Successful coaches like Kelley and even the Patriot’s Bill Belichick (who was also cited in the book as a coach that tends to go for it on fourth down more often than not) know the data. In Philly, we Eagles fans see our coach Doug Pederson doing this too. Many credit his “aggressive tactics” for bringing the city its first ever Super Bowl championship last year.
But is this so “aggressive?” Not really. It’s just about knowing when to take a risk. Smart leaders who do the analysis, know the data and have the right information at hand aren’t afraid to do this. They don’t suffer from loss aversion.

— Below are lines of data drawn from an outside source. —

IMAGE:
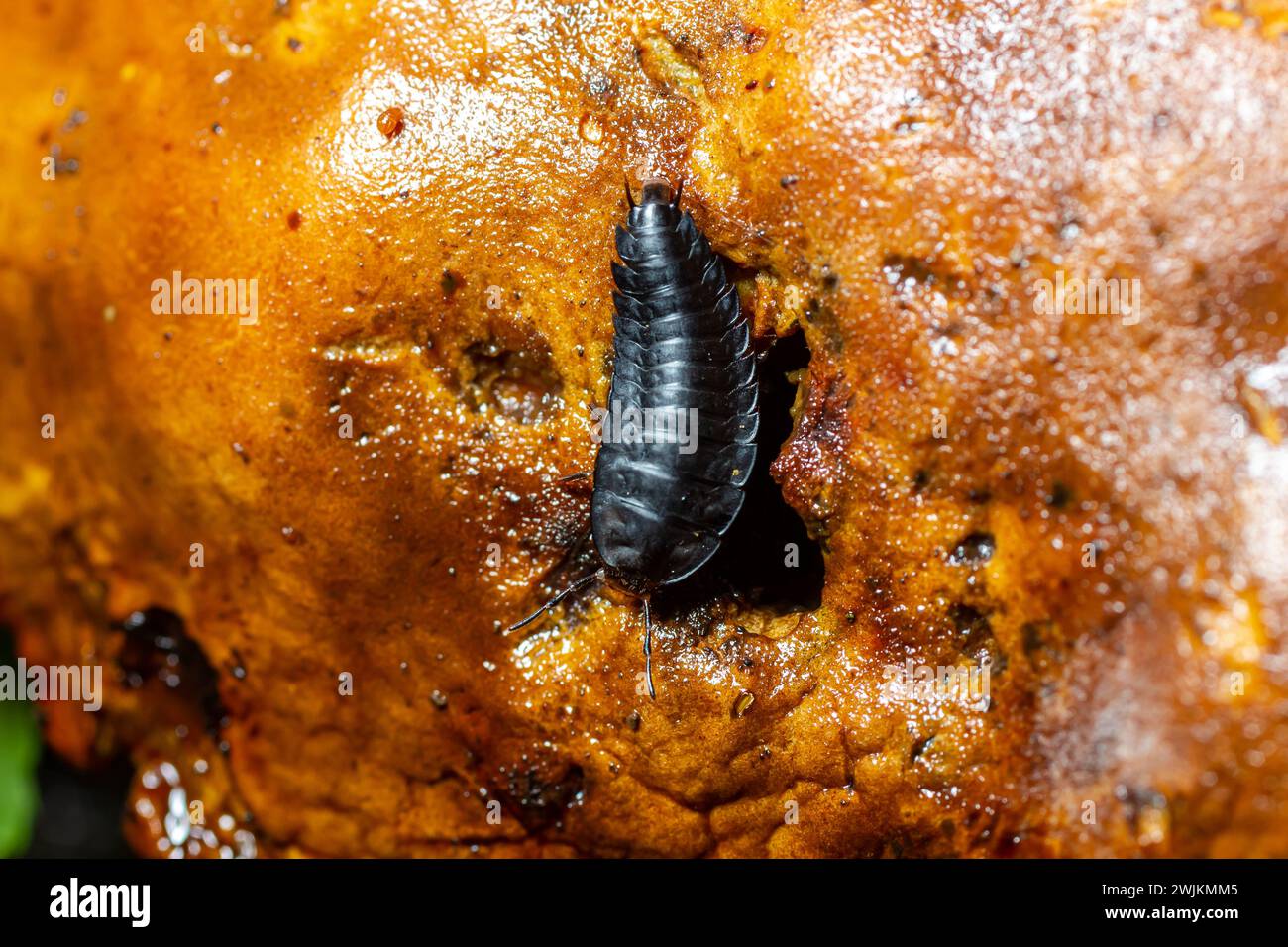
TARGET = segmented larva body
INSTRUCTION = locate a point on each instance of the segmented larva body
(682, 347)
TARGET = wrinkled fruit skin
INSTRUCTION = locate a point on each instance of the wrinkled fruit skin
(1091, 502)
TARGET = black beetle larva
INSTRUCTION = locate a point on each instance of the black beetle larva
(683, 356)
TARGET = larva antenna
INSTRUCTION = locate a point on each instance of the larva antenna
(580, 583)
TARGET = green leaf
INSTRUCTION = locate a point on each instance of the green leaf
(20, 750)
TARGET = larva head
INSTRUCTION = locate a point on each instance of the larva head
(656, 206)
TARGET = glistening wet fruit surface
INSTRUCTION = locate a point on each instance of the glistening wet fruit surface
(424, 195)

In football as in business, nothing is guaranteed. You could fail. Your decision may be wrong. You could incur a loss. But why aren’t you going for it when the data — your return on investment analysis, market research, feedback from customers, experience with similar investments, a person’s track record, a potential customer’s orders — is telling you that the odds are well in your favor of succeeding?